Es gibt wohl weniges, das so typisch evangelisch ist, wie ein Posaunenchor. Entstanden in der Mitte des 19. Jahrhunderts, zählt die kirchliche Statistik heute 6?200 Chöre mit rund 95?000 Mitgliedern. Damit unterhält beinahe jede zweite Kirchengemeinde eine solche Bläsergruppe, der im Schnitt zehn bis zwanzig Personen angehören. Interessanterweise findet man sie dagegen im katholischen Raum oder international fast gar nicht. Doch so typisch evangelisch Posaunenchöre auch sind: Es ist die Pointe dieses Buches, dass sich gerade an ihnen die Klischees und Stereotypen vom Evangelischsein hinterfragen lassen.

Da wäre etwa die These von der Individualität und Innerlichkeit, die die Religionssoziologen der Moderne zum Hauptmerkmal des Protestantismus erhoben. Ihr setzt Julia Koll im Blick auf die Posaunenchöre das Bild einer dezidiert sozialen Form von Religion entgegen. Auf der anderen Seite steht die These von der evangelischen Wortlastigkeit, die seit der Reformation ebenfalls das Bild vom Protestantismus geprägt hat. Dies möchte Koll korrigieren, indem sie die Bedeutung von Praktiken hervorhebt, also von gemeinsam geteilten, eingeübten und verstetigten Handlungsabläufen.

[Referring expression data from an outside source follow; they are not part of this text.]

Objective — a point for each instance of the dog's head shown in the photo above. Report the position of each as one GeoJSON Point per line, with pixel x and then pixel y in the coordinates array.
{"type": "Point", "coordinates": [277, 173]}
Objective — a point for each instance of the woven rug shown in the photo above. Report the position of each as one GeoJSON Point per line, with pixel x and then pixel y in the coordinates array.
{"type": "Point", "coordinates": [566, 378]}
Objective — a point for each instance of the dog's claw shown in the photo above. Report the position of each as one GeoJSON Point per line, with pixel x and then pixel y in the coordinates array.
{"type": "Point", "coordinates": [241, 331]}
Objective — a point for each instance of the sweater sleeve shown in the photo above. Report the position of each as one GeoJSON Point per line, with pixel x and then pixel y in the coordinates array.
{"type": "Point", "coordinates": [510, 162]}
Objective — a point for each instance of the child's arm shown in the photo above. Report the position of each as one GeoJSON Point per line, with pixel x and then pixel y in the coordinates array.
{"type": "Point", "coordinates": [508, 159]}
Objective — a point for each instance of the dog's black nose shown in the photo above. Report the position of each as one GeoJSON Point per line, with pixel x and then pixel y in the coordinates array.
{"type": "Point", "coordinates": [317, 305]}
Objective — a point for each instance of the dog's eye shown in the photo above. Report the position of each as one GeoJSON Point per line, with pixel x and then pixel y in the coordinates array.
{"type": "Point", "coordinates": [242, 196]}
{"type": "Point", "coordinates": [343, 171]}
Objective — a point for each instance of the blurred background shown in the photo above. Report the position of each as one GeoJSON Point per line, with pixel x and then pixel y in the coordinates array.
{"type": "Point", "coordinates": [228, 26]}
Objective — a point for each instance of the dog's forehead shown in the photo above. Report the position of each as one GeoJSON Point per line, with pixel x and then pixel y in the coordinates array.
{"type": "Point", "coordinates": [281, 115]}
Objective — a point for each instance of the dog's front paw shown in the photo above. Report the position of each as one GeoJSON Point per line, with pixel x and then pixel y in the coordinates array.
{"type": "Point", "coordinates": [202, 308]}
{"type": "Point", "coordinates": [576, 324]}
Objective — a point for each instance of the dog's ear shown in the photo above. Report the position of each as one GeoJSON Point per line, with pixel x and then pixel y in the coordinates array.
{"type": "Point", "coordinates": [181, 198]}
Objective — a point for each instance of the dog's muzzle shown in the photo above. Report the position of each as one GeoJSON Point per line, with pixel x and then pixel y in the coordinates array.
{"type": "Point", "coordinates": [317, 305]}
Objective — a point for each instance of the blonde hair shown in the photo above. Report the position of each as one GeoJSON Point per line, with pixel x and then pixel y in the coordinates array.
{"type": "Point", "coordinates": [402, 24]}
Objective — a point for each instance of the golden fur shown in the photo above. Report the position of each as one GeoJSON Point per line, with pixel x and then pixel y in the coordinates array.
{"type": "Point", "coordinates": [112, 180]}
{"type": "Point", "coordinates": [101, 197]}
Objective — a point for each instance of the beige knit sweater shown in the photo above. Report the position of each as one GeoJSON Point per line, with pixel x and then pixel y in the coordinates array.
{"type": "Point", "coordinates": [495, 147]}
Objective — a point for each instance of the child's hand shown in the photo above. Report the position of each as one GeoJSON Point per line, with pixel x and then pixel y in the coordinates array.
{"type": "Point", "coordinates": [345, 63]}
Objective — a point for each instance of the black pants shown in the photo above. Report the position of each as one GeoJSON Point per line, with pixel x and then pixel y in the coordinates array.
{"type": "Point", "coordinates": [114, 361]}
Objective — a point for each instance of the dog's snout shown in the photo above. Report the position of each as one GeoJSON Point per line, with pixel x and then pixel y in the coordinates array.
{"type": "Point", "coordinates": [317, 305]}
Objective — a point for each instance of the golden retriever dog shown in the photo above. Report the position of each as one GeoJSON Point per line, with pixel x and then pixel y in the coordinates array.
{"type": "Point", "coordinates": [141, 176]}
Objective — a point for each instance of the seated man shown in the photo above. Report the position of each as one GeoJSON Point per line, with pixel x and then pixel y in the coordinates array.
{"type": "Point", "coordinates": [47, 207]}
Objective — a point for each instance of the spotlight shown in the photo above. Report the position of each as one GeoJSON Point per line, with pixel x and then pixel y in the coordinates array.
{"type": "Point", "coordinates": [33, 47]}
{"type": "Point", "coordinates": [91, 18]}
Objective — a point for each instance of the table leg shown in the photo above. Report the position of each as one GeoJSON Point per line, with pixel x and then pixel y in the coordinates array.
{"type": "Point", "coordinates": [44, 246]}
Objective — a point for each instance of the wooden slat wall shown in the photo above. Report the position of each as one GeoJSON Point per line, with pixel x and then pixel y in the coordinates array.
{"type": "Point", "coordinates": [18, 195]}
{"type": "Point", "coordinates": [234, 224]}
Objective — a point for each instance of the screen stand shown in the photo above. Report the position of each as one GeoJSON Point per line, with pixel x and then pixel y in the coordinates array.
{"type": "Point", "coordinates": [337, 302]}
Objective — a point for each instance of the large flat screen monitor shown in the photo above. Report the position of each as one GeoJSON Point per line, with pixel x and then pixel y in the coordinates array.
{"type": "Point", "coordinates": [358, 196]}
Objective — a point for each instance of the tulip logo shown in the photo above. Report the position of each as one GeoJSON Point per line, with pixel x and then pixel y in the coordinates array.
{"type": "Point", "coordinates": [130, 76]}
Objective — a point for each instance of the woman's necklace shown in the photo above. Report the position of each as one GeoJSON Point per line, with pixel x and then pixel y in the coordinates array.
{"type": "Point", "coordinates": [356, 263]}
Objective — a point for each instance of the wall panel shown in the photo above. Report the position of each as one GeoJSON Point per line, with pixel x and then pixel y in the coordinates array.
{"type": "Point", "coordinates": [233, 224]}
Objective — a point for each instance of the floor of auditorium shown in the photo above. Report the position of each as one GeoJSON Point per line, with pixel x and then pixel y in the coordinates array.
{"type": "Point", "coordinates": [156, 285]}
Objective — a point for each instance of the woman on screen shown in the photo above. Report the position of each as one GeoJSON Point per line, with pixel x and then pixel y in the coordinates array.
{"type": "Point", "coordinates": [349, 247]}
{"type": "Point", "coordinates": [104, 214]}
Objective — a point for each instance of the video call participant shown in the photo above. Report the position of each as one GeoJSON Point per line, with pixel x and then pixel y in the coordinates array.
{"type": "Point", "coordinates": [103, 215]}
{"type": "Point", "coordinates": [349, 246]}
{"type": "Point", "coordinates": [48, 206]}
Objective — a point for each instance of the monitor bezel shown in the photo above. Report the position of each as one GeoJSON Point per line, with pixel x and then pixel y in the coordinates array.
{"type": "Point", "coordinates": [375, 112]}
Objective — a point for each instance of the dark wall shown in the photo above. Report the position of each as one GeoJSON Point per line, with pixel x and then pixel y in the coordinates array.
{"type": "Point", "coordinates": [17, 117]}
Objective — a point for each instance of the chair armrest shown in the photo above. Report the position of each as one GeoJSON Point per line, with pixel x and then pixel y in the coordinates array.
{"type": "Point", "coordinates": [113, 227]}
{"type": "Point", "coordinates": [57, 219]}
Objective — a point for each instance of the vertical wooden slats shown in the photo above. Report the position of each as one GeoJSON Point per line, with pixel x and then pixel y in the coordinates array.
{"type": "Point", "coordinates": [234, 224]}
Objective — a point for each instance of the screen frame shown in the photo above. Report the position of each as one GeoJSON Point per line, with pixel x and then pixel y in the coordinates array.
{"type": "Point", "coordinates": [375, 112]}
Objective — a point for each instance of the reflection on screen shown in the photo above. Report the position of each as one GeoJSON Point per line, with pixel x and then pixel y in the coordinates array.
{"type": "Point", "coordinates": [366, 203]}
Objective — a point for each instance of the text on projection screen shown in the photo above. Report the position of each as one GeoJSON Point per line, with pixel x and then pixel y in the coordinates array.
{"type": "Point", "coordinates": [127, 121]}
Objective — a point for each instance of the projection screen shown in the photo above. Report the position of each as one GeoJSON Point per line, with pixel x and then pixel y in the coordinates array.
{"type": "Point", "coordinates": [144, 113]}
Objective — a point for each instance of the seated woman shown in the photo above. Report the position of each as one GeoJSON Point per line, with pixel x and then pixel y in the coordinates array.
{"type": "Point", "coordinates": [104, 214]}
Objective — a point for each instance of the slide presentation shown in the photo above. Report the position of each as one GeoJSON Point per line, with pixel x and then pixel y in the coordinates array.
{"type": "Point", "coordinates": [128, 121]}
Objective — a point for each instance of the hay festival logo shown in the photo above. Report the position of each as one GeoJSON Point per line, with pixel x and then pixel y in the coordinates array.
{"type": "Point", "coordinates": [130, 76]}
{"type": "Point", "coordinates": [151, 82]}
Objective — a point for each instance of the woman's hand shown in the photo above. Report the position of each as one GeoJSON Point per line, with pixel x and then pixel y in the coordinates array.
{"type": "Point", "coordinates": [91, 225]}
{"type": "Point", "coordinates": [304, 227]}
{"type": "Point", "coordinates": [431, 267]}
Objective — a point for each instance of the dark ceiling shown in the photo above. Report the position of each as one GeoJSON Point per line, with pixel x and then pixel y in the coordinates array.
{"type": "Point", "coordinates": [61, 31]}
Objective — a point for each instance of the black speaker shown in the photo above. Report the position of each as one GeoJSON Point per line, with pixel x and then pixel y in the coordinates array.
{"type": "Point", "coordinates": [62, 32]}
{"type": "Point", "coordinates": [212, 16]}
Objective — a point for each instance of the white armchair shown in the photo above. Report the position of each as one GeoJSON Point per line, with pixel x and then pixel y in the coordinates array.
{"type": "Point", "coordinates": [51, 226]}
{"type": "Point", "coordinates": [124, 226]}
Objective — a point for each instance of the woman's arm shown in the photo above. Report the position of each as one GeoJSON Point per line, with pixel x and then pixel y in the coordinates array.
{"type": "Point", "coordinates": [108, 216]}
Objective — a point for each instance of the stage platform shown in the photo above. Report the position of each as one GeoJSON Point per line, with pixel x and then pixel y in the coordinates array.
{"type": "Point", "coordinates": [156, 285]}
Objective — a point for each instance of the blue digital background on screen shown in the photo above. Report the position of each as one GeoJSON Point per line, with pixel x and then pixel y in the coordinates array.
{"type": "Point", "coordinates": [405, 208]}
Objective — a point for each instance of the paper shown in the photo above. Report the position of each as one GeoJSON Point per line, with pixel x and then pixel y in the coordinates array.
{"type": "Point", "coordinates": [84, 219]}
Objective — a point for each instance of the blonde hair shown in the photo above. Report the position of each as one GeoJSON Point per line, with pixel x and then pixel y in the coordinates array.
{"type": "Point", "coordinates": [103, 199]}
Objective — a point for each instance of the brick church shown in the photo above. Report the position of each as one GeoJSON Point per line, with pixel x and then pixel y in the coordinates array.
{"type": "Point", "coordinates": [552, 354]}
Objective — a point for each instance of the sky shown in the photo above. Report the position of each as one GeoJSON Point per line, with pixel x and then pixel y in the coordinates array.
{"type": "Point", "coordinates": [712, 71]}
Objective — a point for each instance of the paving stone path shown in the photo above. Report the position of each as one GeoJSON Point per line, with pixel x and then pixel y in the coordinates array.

Entsprechend ist es das Konzept „sozialer Praktiken“, das Koll – derzeit Studienleiterin an der Evangelischen Akademie in Loccum – zum Leitfaden ihrer Habilitationsschrift macht. Inhaltlich besteht sie aus zwei Teilen: Erstens baut sie auf der norddeutschen Posaunenchorbefragung aus dem Jahr 2012 auf, deren empirisches Material hier gekonnt analysiert und aufbereitet wird. Schon darin ist das Buch eine Fundgrube kirchenmusikalischer Einsichten und eine praktisch-theologische Pionierleistung.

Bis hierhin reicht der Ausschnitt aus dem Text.